Morning dawned with the sunlight streaming in through the bedroom window. I stretched as I sat up, seeing Zoya walk into the room, dressed for work.
‘Much as I’m tempted to take the day off, I have a meeting with Tony, so I can’t just skip it and spend the day in bed with you.’
She smiled as she walked closer and kissed me, running her hand over my bare shoulders. ‘I meant to ask you about that tattoo. What does it mean? Looks like a winged knife and there’s text in Hindi below it saying balidaan. That means sacrifice, right?’
I told her that was the logo of the Paras and that I had gotten it tattooed just before I had left the Army.
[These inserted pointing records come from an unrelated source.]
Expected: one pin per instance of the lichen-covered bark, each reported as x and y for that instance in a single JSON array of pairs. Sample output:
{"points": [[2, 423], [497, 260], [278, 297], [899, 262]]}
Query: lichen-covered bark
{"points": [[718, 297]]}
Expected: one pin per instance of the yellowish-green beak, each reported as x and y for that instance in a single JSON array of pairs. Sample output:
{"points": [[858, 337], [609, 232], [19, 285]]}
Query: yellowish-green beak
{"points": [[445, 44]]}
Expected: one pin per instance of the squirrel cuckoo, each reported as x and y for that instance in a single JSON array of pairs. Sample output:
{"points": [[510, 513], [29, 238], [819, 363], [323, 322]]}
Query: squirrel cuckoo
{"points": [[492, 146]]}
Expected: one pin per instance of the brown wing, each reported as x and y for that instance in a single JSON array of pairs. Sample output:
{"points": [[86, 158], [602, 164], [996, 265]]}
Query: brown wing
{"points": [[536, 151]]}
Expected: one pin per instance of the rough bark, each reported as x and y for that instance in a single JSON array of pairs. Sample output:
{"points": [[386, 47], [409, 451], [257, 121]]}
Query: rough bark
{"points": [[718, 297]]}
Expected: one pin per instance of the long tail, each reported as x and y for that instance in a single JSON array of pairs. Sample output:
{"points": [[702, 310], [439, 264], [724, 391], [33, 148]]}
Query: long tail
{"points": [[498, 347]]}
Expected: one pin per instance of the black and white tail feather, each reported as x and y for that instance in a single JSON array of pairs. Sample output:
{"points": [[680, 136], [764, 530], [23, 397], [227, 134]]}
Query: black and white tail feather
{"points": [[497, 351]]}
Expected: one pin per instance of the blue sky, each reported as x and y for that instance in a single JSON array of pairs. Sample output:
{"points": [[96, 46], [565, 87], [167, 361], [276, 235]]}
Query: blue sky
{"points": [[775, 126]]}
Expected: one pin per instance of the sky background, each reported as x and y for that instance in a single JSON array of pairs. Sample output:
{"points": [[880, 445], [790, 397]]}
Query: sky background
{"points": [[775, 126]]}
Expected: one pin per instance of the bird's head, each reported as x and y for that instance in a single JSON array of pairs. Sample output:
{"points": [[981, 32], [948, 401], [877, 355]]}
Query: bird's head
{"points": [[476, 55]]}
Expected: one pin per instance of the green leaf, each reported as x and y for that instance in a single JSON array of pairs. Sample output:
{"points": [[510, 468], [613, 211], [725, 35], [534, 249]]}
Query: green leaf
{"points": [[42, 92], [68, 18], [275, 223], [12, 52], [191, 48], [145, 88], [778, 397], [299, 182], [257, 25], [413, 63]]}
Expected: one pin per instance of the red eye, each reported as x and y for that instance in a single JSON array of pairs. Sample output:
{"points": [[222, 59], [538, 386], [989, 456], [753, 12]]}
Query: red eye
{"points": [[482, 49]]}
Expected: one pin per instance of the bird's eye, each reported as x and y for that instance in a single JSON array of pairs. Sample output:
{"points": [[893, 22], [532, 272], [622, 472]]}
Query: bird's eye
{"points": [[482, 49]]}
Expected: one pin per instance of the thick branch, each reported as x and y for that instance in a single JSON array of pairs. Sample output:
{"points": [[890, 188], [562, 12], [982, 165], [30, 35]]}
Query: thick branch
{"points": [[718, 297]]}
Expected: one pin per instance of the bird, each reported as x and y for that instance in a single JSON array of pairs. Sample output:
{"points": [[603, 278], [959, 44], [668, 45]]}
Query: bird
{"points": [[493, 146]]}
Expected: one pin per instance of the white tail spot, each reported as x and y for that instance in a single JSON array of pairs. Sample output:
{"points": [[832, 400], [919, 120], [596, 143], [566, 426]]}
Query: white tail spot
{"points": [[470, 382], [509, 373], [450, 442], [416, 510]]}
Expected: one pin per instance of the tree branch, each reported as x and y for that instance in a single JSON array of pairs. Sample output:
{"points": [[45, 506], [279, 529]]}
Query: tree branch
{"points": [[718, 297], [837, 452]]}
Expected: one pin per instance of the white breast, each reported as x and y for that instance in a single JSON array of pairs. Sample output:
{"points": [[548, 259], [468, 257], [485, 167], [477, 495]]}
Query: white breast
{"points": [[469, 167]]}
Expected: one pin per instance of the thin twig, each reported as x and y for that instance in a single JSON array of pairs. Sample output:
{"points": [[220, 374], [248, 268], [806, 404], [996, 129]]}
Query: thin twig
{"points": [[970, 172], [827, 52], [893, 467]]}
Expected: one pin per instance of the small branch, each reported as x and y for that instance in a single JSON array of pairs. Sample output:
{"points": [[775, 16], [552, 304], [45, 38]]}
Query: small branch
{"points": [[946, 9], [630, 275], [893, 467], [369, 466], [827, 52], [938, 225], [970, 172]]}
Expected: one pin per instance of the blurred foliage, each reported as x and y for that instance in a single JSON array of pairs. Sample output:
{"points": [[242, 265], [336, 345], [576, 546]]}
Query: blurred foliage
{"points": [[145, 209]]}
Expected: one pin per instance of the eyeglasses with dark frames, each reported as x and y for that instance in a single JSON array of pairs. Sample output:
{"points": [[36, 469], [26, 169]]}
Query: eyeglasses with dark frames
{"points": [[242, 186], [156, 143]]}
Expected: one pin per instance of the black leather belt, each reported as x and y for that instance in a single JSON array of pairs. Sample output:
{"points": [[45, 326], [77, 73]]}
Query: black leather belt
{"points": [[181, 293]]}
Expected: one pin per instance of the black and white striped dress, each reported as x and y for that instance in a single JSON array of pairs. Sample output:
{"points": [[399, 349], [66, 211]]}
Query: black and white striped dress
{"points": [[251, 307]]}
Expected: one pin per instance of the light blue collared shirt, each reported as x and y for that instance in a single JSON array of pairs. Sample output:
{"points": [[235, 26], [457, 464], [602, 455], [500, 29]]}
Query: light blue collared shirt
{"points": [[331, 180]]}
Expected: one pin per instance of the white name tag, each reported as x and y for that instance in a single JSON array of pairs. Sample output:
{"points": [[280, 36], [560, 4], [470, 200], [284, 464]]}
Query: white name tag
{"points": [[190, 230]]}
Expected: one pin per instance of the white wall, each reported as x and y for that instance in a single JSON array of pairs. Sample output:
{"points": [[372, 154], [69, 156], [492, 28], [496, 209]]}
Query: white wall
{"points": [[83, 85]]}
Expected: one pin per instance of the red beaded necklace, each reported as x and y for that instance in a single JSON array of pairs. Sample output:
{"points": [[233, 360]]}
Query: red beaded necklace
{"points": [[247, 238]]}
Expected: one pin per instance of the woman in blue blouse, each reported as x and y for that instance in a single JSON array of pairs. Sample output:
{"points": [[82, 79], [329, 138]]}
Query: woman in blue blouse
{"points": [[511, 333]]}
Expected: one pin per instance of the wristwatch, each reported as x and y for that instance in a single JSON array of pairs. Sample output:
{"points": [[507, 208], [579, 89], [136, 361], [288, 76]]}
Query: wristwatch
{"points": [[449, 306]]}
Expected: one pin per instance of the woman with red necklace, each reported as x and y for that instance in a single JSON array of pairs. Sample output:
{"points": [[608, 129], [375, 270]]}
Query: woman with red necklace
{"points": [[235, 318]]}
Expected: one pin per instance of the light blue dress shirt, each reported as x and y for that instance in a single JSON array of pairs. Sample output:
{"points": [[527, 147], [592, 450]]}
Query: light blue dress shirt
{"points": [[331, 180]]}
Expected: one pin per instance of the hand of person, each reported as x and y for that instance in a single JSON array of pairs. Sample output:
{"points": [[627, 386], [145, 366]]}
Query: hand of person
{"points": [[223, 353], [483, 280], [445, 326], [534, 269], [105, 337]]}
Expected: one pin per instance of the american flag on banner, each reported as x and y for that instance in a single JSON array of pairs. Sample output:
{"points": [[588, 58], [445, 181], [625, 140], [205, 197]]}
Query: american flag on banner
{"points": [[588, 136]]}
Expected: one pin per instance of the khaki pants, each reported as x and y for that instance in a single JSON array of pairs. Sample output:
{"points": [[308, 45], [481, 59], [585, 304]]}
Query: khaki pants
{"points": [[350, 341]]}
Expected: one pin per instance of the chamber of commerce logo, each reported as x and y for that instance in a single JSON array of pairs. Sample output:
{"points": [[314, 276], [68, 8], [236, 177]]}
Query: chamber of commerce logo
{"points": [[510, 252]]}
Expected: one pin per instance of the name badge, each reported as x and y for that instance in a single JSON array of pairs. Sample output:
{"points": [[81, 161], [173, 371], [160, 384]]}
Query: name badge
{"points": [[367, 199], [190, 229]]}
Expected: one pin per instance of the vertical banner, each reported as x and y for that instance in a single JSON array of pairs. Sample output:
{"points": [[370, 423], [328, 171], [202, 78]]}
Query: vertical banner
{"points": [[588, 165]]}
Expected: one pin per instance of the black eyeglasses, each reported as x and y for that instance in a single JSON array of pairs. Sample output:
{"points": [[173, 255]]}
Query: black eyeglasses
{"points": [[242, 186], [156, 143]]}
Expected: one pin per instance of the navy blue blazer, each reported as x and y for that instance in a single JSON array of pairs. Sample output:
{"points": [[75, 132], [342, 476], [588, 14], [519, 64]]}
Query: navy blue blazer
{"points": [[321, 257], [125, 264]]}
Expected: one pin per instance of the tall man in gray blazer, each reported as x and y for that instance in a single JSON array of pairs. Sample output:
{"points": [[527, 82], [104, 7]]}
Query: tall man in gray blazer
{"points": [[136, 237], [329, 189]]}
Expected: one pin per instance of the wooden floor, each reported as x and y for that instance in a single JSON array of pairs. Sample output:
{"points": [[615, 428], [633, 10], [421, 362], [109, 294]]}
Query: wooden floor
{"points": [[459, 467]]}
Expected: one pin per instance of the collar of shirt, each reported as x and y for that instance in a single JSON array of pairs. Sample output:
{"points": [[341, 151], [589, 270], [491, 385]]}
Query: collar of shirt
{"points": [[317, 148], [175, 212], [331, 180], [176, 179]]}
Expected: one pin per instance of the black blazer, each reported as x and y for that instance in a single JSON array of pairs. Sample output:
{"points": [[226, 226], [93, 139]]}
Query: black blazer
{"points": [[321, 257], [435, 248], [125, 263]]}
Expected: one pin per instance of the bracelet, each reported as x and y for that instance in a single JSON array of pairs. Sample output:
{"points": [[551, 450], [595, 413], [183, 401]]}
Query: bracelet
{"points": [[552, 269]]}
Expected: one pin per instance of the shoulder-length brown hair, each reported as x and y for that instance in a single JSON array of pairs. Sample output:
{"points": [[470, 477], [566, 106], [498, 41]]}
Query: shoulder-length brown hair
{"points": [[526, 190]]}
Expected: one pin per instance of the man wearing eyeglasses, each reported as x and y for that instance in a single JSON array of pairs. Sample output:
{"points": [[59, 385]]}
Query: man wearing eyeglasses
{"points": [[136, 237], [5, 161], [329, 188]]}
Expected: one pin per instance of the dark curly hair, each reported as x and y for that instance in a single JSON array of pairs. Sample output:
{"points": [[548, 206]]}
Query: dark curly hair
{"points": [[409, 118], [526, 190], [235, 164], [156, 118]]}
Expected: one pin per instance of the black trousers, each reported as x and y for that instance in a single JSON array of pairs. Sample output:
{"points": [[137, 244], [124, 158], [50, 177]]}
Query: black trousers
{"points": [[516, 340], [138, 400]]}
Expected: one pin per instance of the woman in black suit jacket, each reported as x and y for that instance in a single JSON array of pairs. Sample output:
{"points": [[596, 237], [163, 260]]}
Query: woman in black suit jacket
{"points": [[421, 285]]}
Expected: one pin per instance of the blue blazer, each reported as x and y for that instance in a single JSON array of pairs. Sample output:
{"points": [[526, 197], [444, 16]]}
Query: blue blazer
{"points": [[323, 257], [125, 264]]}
I also told her that it covered a nasty scar where I had picked up a shrapnel wound from a landmine explosion during extraction from the mission which had caused me so much turmoil.
She left for office, promising to get back early from work. I took a shower and when I dressed and gathered my things, I saw three missed calls from Phadke. I called him back. Thirty minutes later I wa
s at the police station, sitting with him in his office.
‘Four killings last night.’
I hadn’t checked the news and had no idea things were so bad.
‘All sniper shootings again?’
Phadke shook his head and I could tell that he had bad news.
‘One shooting. Of a retired air chief marshal as he left a restaurant in Colaba where they were celebrating his seventieth birthday. Shooter got away and the video was up on social media and jihadi sites minutes later. Same modus operandi as before – long-range shot, the target killed in front of loved ones, and the uploaded video.’
‘What about the other three?’
Phadke was fidgeting with a paperweight on his table and spun it as he answered. He was an experienced officer, one who had done a stint in the ATS. Yet I could see that he was spooked.
‘Nasty business, Aaditya. Not snipers, looks like the lone wolves they were appealing to. One victim was a retired Army major general in Gurgaon, one a serving police officer in the Ministry of Home Affairs in Delhi and the third a retired Air Force air commodore living in Bangalore. All attacked at home at night. All stabbed or slashed to death, and their family also killed or wounded badly. The total casualties in the three incidents are six dead and one critically wounded. The bastards took videos of the dead bodies and uploaded them. One of them taped the torture and killing of the officer before uploading it.’
He was talking faster than he normally did, as if trying to blow off steam or hide the stress he felt, and I just listened, processing everything.
‘Not something new for these bastards. Jihadis have done stuff like this. In June 2016, a lone-wolf in France attacked a police officer outside his home and killed him and then livestreamed the torture and killing of his wife online, while their three-year-old son sat nearby. Two more attacked a church in France and stabbed the priest to death, taping it and uploading the video. They do stuff like this, but it has never happened in India and three attacks in a single night means that there’s co-ordination, not just one deranged guy going off to meet his seventy-two virgins in the afterlife. Also, the snipers haven’t hit anyone other than the targets on the list. These were massacres, as if they were consciously targeting the families.’